Savail
Savail

Reputation: 867

WCF Server and data sharing between WCF Services

I am trying to implement basic communicaton in WCF. So far I've been following this msdn tutorial: https://msdn.microsoft.com/en-us/library/ms734712%28v=vs.110%29.aspx

My problem: in the app there will be around 3 separate WCF Services (but contained in the same WCF Service Library project) for 3 different types of clients.

  1. I need to create some data structures that would be shared among all 3 WCF Services. For example, I would like to keep track of connected clients and would like to have access to such list inside services to add to it, remove etc. Normally, the server app should hold such data and maintain it but I'm already a bit confused with all of the WCF abstraction. Seems like all of the communication logic must be implemented in WCF Services. Server app just creates and opens the ServiceHost objects associated with the Services and there's no way for it to expose specific data to the Services(which could also modify the data)? So the question is where and how to share data between multiple WCF Services?

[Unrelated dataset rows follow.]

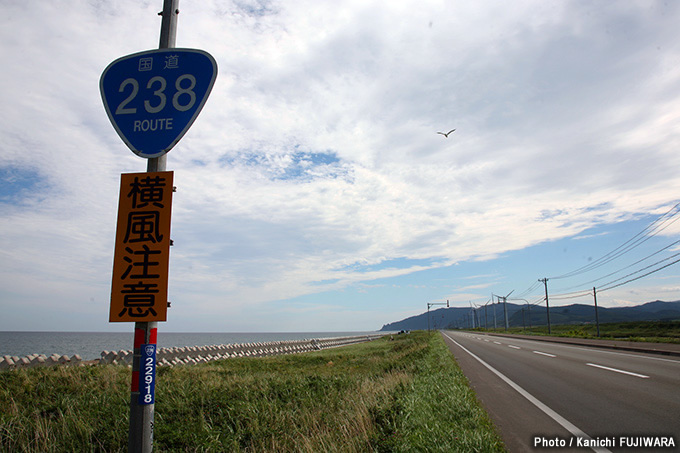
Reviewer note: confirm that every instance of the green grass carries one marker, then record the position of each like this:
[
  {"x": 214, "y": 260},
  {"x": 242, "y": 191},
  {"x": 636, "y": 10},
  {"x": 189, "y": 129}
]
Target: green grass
[
  {"x": 647, "y": 331},
  {"x": 401, "y": 395}
]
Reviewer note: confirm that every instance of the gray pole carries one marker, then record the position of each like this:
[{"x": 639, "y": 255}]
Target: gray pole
[
  {"x": 505, "y": 310},
  {"x": 428, "y": 317},
  {"x": 547, "y": 305},
  {"x": 140, "y": 435},
  {"x": 597, "y": 317}
]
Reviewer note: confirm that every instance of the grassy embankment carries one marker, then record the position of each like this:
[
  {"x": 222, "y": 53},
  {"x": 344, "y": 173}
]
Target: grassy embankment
[
  {"x": 657, "y": 332},
  {"x": 401, "y": 395}
]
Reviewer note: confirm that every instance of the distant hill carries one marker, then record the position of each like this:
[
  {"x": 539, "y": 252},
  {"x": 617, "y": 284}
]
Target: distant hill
[{"x": 519, "y": 315}]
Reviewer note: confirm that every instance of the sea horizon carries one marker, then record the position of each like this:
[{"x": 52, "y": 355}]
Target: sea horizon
[{"x": 89, "y": 345}]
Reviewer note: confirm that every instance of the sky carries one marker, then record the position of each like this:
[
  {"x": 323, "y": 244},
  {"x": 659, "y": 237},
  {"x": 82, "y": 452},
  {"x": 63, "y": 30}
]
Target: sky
[{"x": 313, "y": 191}]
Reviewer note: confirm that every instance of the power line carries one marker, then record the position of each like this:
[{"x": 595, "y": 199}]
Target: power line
[{"x": 648, "y": 232}]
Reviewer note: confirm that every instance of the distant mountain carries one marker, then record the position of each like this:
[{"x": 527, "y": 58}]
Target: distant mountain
[{"x": 522, "y": 315}]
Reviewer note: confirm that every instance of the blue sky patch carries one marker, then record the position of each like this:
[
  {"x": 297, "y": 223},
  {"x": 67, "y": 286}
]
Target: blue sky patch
[
  {"x": 16, "y": 183},
  {"x": 395, "y": 263},
  {"x": 296, "y": 166}
]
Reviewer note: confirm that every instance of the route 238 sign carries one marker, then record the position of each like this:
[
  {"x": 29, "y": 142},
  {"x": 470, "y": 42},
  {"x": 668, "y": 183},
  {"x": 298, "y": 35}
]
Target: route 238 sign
[{"x": 153, "y": 97}]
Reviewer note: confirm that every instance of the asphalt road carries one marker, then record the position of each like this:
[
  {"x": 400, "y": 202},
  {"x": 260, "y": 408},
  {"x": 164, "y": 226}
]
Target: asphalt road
[{"x": 543, "y": 394}]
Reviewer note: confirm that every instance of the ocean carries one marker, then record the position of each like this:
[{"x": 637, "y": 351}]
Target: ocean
[{"x": 89, "y": 345}]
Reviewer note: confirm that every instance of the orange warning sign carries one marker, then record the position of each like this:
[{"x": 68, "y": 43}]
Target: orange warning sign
[{"x": 139, "y": 288}]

  2. I need to keep track of how often some messages arrive. How could this be done in a WCF Service? Create a separate thread in service's constructor and there monitor some fields that service would update after receivng given message? Would that be a viable solution?

Are WCF services actually the way to go or there's some better approach? If you could give me some hints and keywords necessary to accomplish what I've described, I would be really grateful!

Upvotes: 0

Views: 647

Answers (1)

Eiver
Eiver

Reputation: 2635

What you want to do is beyond the scope of WCF itself. You need a data access layer where you can keep the state of your application.

There are many ways to do it depending on the situation. It could very well be a simple singleton object with a List < Client > in it, so you just store these connections in RAM. It could be some dependency IStorage, which you inject with IoC. You could use a database directly.

Basically make another class which is responsible for storing these connections. Then allow your WCF services to access that class.